EL PASO, Texas (KTSM) – In 1963 the Supreme Court ruled that the Sixth Amendment of the U.S. Constitution requires attorneys to be provided to criminal defendants who are unable to afford their own. This was named Gideon v. Wainwright and now 60 years later, the El Paso Public Defender’s Office honored its legacy.

Whether the charge is a misdemeanor or a serious capital murder offense, under Gideon v Wainwright guarantees that a defendant will receive legal counsel. However, some criminal defense attorneys often feel like their line of work is misunderstood.

Criminal Defense Attorney Leonard Morales spoke about how sometimes they are compared to their clients and their ethics regarding if their clients are guilty or innocent. However, he understands that his job is to help others despite the negative comments.

 “Some of us go a civil route to make a lot of money others of us do the kind of work that we I guess the best way to put it were looking for something to mean something and I feel this is something that means something to defend people to represent people regular people just like us.” said Morales.

In the beginning of Chief Public Defender Kelli Childress Diaz’ career, it was difficult to relate to clients who had committed serious crimes and also defend them. She said after a while she learned to understand the importance of her job and the role she plays in her client’s lives.

“The more you do it and the more you promise to protect them, and you realize that they need you its becomes something that something you can’t just not do.” said Diaz.

Diaz also explained that it’s important that defense attorneys have a respectable relationship with their clients and the prosecution. She said without respect there is no justice system.

“Without respect, yes our client suffers and that is a big problem, but the entire justice system suffers and when people can’t be respectful just because someone does a different job that’s a breakdown in our system.” said Diaz.

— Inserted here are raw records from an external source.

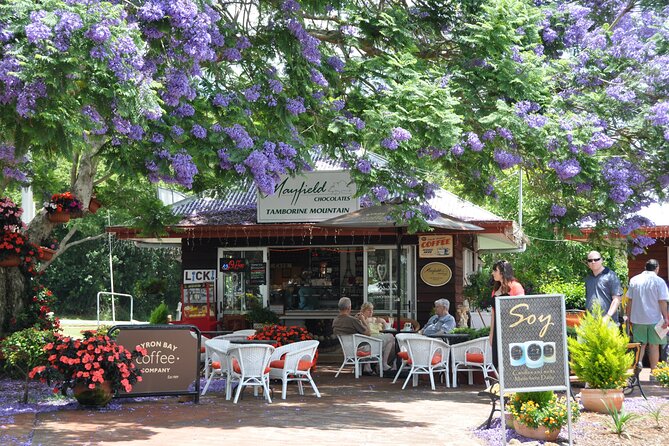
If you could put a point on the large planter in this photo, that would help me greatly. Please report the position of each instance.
(596, 400)
(59, 217)
(10, 261)
(536, 433)
(98, 397)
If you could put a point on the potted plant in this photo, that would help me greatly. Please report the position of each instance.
(10, 214)
(95, 367)
(62, 206)
(599, 356)
(15, 249)
(540, 415)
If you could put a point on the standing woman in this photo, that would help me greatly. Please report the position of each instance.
(505, 284)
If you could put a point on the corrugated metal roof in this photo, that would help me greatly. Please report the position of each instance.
(239, 203)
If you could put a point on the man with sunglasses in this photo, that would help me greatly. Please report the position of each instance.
(602, 287)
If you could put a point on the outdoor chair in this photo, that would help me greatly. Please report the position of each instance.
(293, 362)
(360, 349)
(216, 362)
(249, 366)
(427, 356)
(471, 356)
(402, 352)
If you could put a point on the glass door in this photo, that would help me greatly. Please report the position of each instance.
(238, 293)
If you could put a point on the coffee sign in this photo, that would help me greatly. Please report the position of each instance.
(171, 364)
(309, 197)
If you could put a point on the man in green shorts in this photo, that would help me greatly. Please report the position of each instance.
(648, 295)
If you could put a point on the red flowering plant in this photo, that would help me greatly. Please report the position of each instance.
(65, 202)
(10, 215)
(90, 361)
(282, 334)
(14, 243)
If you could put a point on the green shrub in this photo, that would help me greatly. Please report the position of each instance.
(574, 293)
(23, 350)
(599, 354)
(159, 314)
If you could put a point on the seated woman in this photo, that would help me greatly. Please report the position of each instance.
(376, 324)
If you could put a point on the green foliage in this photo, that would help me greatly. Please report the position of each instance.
(535, 409)
(574, 293)
(619, 419)
(23, 350)
(478, 290)
(159, 314)
(599, 354)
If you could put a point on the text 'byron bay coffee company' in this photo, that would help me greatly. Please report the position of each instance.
(171, 362)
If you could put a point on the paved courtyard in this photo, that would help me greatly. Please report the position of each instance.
(367, 411)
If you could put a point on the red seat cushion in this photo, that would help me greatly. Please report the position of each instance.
(302, 365)
(237, 369)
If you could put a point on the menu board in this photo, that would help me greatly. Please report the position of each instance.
(258, 273)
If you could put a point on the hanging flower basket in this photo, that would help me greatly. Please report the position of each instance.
(94, 205)
(10, 261)
(45, 254)
(59, 217)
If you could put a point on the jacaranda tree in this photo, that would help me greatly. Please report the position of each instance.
(202, 93)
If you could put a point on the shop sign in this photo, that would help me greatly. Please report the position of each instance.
(199, 275)
(171, 364)
(436, 274)
(432, 246)
(309, 197)
(233, 265)
(258, 273)
(532, 342)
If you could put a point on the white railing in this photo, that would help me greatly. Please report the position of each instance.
(113, 306)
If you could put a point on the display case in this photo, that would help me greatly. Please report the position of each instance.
(197, 307)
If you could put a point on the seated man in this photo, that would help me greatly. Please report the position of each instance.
(441, 322)
(344, 323)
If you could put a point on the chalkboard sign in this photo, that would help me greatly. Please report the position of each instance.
(233, 265)
(257, 273)
(532, 348)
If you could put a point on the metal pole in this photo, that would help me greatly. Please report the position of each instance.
(398, 279)
(111, 270)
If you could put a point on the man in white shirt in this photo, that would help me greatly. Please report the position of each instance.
(648, 295)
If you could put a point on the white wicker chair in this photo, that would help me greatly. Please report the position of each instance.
(294, 366)
(402, 353)
(354, 355)
(216, 362)
(249, 365)
(427, 356)
(471, 356)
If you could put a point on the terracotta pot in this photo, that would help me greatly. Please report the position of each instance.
(536, 433)
(596, 400)
(94, 205)
(59, 217)
(45, 254)
(98, 397)
(10, 261)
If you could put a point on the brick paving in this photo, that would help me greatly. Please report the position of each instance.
(367, 411)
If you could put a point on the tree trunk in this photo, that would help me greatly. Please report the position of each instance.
(15, 287)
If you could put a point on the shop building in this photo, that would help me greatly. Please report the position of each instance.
(244, 249)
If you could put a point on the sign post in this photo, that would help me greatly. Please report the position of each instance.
(172, 363)
(532, 347)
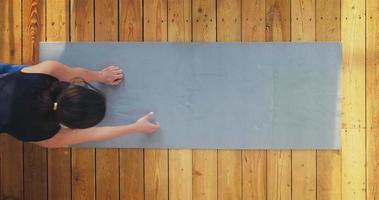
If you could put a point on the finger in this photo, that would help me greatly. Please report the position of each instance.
(112, 67)
(155, 125)
(149, 115)
(117, 82)
(119, 76)
(119, 71)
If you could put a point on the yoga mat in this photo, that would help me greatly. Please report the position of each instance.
(218, 95)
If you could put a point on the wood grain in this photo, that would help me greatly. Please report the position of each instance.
(35, 157)
(156, 160)
(131, 160)
(204, 165)
(372, 92)
(229, 161)
(83, 159)
(279, 175)
(303, 162)
(353, 101)
(180, 160)
(328, 28)
(59, 160)
(279, 166)
(253, 162)
(107, 160)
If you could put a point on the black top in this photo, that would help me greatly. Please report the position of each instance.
(18, 116)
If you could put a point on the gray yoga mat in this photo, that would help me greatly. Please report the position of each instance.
(218, 95)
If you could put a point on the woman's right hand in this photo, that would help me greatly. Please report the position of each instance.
(143, 125)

While it has been sixty years since the passing of Gideon v Wainwright, both Childress and Morales understand that their work goes beyond the role in the courtroom.

“We represent people at the worst possible times in their life the times when you need a friend where you may have only one friend and that’s kind of what we do in that we provide a little bit of friendship we provide a little bit of defense a little bit of hope to somebody that probably would otherwise have it.” said Morales.